13.4 The Customer is the owner of the Customer Data provided to Callrichard and collected via the Callrichard Platform. Callrichard is not entitled to use Customer Data for purposes outside the performance of the User Agreement. However, Callrichard may use dialogue histories to analyze Platform usage.

13.5 The Customer shall indemnify Callrichard against all claims by third parties (including End Customers or public authorities) and/or hold Callrichard harmless for damages and costs arising from any unlawful or incorrect data processing under applicable statutory provisions, unless Callrichard is responsible for the damage or violation.



14. Offsetting, Retention; Reduction

14.1 The Customer has a right of set-off, reduction, and/or a right of retention against Callrichard only if its counterclaims have been legally established, are undisputed, or have been acknowledged by Callrichard.

14.2 Furthermore, the Customer may only exercise a right of retention if the counterclaim is based on the same contractual relationship.

14.3 The Customer's right to reclaim remuneration not actually owed remains unaffected by the restrictions in Section 14.1.



15. Term and Termination

15.1 The term of the Usage Agreement and the period of notice for ordinary termination shall be governed by the agreements made in the Usage Agreement.

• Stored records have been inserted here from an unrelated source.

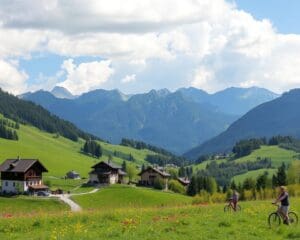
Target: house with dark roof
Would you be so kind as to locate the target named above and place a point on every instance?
(72, 175)
(22, 175)
(184, 181)
(151, 174)
(106, 173)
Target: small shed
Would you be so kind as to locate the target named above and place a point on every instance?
(184, 181)
(73, 175)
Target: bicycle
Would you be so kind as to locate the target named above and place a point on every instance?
(230, 207)
(275, 218)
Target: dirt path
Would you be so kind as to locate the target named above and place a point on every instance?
(73, 205)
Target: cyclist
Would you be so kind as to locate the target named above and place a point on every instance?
(234, 199)
(283, 198)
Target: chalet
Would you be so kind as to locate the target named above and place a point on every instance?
(106, 173)
(22, 175)
(72, 175)
(184, 181)
(150, 174)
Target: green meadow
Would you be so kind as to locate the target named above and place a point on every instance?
(152, 217)
(120, 196)
(277, 154)
(60, 155)
(23, 205)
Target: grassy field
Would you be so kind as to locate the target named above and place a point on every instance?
(29, 205)
(277, 154)
(60, 155)
(184, 222)
(120, 196)
(253, 174)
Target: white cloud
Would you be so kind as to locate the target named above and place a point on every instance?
(225, 45)
(85, 76)
(11, 79)
(129, 78)
(77, 16)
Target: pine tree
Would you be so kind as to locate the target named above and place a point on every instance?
(124, 166)
(281, 175)
(192, 188)
(274, 181)
(225, 188)
(98, 151)
(233, 185)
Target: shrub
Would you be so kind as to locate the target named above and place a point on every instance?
(159, 184)
(175, 186)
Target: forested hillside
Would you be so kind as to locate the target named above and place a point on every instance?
(29, 113)
(278, 117)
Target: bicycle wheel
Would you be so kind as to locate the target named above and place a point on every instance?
(293, 218)
(274, 220)
(227, 208)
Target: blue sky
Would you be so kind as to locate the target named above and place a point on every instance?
(208, 44)
(284, 14)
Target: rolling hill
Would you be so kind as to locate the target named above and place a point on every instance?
(60, 154)
(119, 196)
(277, 117)
(159, 117)
(235, 101)
(176, 120)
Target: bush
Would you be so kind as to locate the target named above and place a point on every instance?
(202, 198)
(176, 187)
(159, 184)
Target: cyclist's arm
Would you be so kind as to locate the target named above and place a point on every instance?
(281, 197)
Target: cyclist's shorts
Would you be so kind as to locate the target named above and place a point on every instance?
(284, 209)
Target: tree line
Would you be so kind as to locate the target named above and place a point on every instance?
(26, 112)
(224, 171)
(91, 147)
(162, 160)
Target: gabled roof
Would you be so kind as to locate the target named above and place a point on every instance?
(73, 172)
(162, 173)
(108, 163)
(184, 181)
(20, 165)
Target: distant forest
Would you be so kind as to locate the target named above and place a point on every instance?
(7, 129)
(163, 156)
(29, 113)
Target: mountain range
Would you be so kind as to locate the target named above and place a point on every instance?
(177, 121)
(280, 116)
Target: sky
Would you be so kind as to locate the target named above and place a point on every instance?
(137, 46)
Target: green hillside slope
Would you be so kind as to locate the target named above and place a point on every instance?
(277, 154)
(59, 154)
(120, 196)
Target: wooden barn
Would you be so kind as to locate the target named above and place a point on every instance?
(150, 174)
(22, 175)
(106, 173)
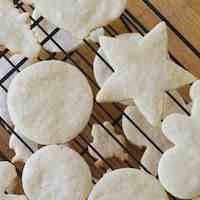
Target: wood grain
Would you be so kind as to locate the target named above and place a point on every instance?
(185, 16)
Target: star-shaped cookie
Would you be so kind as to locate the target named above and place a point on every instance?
(148, 72)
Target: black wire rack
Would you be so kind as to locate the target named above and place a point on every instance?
(114, 112)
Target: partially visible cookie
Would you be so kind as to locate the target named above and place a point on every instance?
(128, 184)
(105, 143)
(151, 155)
(56, 172)
(179, 166)
(16, 34)
(5, 68)
(50, 102)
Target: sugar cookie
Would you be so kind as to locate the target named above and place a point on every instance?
(179, 168)
(16, 34)
(50, 102)
(128, 184)
(56, 172)
(5, 67)
(145, 85)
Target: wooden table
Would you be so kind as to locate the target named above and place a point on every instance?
(182, 14)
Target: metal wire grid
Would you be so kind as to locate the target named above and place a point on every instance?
(131, 23)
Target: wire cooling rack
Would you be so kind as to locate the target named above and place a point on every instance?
(113, 112)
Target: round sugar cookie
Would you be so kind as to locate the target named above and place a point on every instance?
(128, 184)
(50, 102)
(56, 172)
(5, 68)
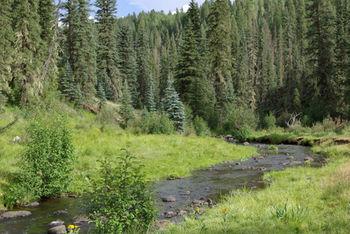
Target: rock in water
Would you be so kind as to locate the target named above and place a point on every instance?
(58, 230)
(170, 214)
(15, 214)
(33, 204)
(169, 199)
(55, 223)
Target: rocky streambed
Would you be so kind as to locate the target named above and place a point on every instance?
(175, 197)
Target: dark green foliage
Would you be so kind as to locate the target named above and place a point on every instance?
(46, 164)
(152, 123)
(321, 54)
(127, 60)
(26, 84)
(240, 122)
(126, 109)
(262, 55)
(120, 200)
(107, 69)
(81, 47)
(219, 38)
(6, 43)
(174, 107)
(201, 127)
(269, 121)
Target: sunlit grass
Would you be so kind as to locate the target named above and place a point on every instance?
(298, 200)
(161, 155)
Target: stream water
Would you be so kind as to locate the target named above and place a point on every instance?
(203, 187)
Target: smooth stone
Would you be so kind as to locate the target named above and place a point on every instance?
(55, 223)
(170, 214)
(308, 159)
(58, 230)
(33, 204)
(81, 220)
(182, 213)
(15, 214)
(169, 199)
(60, 212)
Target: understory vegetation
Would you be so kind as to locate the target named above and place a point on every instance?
(75, 90)
(95, 138)
(297, 200)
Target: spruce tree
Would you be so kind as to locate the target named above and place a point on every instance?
(321, 56)
(188, 67)
(26, 83)
(219, 36)
(107, 47)
(81, 47)
(6, 45)
(127, 60)
(126, 109)
(145, 85)
(342, 53)
(174, 107)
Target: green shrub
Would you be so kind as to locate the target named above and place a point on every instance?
(152, 123)
(46, 164)
(269, 121)
(240, 122)
(201, 127)
(108, 114)
(120, 200)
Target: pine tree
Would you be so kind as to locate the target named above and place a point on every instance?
(6, 43)
(46, 13)
(174, 107)
(150, 100)
(188, 67)
(342, 53)
(107, 48)
(126, 109)
(219, 37)
(26, 83)
(68, 87)
(143, 72)
(81, 47)
(127, 60)
(322, 58)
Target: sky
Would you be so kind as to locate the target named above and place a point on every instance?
(126, 7)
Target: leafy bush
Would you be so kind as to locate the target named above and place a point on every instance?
(201, 127)
(152, 123)
(45, 165)
(108, 114)
(269, 121)
(240, 122)
(120, 200)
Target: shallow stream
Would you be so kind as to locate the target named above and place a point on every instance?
(203, 188)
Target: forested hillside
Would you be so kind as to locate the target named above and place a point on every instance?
(258, 57)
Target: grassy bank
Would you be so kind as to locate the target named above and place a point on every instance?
(302, 136)
(162, 155)
(298, 200)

15.2 The right to extraordinary termination of this Usage Agreement for good cause remains unaffected. Good cause shall be deemed to exist for either Party, in particular, if:
a) One of the Parties seriously breaches its contractual obligations, making adherence to the contract unreasonable for the other Party;
b) The Customer is more than two (2) months in arrears with the payment of due user fees or other remuneration, even after the expiry of a reasonable deadline set by Callrichard;
c) Insolvency proceedings are applied for, opened, or refused regarding all or part of a Party's assets;
d) One of the Parties has grounds for insolvency within the meaning of §§ 17-19 InsO;
e) The financial circumstances of a Party deteriorate to such an extent that proper performance of the contract can no longer be expected, even if there is no reason for insolvency under §§ 17-19 InsO.

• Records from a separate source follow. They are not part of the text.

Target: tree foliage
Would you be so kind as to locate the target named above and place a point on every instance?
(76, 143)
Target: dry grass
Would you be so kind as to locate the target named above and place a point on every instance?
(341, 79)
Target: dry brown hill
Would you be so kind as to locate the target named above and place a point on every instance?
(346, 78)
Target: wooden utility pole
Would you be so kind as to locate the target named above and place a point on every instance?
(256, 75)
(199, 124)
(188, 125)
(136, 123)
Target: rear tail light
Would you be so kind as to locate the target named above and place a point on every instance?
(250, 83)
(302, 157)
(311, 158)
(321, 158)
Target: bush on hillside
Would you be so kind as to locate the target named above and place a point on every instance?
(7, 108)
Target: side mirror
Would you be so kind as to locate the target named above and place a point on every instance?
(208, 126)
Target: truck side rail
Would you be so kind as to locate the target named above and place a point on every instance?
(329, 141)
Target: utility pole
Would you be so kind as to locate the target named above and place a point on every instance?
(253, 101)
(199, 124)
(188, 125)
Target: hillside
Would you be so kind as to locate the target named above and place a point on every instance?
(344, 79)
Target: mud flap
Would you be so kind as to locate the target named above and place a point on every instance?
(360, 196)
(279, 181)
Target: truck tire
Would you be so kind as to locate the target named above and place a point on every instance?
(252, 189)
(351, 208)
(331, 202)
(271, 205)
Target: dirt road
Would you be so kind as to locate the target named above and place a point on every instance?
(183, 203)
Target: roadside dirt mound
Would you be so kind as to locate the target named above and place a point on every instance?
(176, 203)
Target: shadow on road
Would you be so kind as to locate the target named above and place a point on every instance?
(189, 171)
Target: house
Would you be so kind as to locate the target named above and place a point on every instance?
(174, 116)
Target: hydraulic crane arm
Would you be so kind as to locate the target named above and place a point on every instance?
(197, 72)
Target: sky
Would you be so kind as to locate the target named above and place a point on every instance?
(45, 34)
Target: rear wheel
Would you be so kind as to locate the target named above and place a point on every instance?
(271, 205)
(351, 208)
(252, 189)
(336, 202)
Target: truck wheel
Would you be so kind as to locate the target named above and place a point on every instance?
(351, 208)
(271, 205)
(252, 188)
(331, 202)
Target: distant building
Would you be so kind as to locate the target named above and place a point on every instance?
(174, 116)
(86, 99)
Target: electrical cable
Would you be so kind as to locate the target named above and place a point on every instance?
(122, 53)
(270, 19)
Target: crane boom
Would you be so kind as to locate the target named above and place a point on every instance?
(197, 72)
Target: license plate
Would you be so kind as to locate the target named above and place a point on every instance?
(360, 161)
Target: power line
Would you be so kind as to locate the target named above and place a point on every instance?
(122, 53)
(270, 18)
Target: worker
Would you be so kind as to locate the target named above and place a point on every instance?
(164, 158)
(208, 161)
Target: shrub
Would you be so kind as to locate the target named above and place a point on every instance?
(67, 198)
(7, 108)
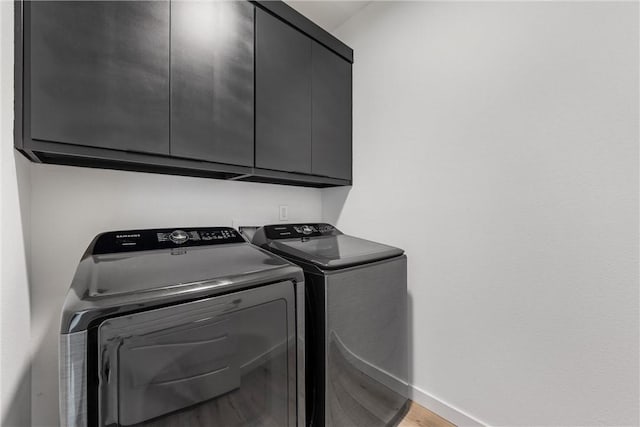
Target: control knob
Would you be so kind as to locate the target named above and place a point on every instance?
(178, 237)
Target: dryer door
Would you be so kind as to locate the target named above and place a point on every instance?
(227, 360)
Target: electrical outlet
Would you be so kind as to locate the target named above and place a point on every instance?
(284, 212)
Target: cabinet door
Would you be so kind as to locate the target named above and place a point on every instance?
(212, 81)
(283, 96)
(99, 73)
(331, 114)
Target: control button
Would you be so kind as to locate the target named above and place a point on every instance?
(178, 237)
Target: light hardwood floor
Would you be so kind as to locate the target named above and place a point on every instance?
(419, 416)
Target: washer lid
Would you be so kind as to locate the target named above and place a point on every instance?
(336, 251)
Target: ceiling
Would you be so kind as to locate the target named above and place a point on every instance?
(328, 14)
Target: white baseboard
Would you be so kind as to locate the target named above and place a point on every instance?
(446, 411)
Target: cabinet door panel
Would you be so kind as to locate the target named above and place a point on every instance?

15.3 Any termination must be made in writing.



16. Secrecy

16.1 The Parties undertake to keep confidential for an unlimited period all information designated as confidential or that is clearly confidential due to the circumstances. Confidential information includes, in particular, information about operational processes, business relationships, trade secrets, and know-how.

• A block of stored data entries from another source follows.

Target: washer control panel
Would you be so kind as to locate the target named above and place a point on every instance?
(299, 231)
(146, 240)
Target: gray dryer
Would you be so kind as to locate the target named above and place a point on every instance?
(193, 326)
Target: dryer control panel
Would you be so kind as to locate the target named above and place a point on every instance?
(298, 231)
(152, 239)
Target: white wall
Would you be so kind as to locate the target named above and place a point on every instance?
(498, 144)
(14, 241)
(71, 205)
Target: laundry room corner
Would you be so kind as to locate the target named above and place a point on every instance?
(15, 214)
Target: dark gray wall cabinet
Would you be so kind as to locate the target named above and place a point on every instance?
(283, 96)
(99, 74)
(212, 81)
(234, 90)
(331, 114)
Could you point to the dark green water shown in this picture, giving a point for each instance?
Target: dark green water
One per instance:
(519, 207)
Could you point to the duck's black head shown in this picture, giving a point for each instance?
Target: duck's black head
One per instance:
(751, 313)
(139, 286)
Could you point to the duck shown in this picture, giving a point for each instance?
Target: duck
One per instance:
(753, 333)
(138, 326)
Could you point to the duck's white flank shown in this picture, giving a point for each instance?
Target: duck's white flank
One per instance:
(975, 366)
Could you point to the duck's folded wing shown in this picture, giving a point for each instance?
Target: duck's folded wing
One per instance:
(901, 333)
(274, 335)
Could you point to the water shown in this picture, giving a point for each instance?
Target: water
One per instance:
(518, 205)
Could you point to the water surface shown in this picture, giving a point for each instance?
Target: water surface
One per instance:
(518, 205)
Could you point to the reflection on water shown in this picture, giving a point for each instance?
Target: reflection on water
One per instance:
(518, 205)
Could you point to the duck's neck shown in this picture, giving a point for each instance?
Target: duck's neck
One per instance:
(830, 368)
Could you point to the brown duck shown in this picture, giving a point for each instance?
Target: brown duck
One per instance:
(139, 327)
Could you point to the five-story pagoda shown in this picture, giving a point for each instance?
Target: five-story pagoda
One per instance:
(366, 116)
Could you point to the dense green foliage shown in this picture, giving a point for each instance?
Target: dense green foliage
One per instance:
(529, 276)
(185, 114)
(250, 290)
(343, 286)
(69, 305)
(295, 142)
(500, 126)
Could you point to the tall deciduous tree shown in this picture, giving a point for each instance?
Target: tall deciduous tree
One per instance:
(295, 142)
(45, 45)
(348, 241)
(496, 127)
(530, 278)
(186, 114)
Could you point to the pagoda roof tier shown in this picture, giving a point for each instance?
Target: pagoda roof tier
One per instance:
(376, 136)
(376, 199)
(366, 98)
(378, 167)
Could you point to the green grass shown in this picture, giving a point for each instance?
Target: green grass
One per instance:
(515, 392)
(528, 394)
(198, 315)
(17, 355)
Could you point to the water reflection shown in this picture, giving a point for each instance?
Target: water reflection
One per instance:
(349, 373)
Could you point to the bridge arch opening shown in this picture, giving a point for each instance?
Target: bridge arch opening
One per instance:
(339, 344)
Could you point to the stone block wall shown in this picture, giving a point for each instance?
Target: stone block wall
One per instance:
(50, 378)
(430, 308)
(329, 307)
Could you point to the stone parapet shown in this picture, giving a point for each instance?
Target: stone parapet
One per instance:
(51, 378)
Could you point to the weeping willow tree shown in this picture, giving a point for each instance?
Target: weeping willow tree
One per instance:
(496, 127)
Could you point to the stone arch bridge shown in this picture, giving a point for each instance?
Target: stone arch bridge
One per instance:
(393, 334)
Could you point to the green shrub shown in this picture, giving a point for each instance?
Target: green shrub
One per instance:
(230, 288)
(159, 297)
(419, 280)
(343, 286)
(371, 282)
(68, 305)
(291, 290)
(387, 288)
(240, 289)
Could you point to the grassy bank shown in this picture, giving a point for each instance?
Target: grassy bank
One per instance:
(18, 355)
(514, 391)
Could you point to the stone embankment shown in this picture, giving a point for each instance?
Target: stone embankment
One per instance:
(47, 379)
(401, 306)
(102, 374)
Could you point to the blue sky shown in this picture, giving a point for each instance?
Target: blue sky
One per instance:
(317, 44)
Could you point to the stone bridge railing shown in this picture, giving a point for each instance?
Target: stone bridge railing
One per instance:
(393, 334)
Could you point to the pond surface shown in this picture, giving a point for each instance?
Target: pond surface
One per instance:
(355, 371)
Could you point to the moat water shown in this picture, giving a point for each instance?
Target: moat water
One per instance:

16.2 Confidential information does not include information that:
a) Was already known to the receiving Party without a breach of confidentiality;
b) Becomes publicly available through no fault of the receiving Party; or
c) Must be disclosed due to legal obligations or orders from a court or authority.

16.3 Any disclosure of confidential information to third parties, except third-party service providers, requires the prior written consent of the other Party.

16.4 The Parties shall ensure their employees and contractors also comply with confidentiality obligations.

16.5 The Customer agrees not to allow third parties to access the Callrichard Platform or to present the Platform's functionalities to them.



17. Final Provisions

17.1 Amendments, supplements, or cancellations of the Usage Agreement or other contractual documents must be made in writing to be effective, unless otherwise expressly provided or a stricter form is required by law.

17.2 General terms and conditions of the Customer shall not apply.

17.3 The contractual documents, in descending order of priority, are:
a) Supplementary Agreements (if agreed);
b) The Usage Agreement;
c) SLA;
d) GTC.

17.4 Should individual provisions of the contractual documents be invalid or unenforceable, this does not affect the validity of the remaining provisions.

17.5 None of the provisions of the Usage Agreement constitutes rights for third parties who are not Parties to this Agreement.

17.6 The Usage Agreement and other contractual documents are governed by Austrian law, excluding conflict-of-law rules and the UN Convention on Contracts for the International Sale of Goods.

17.7 For disputes arising from or in connection with the Usage Agreement, the exclusive jurisdiction lies with the Regional Court of Vienna, to the extent permitted by law.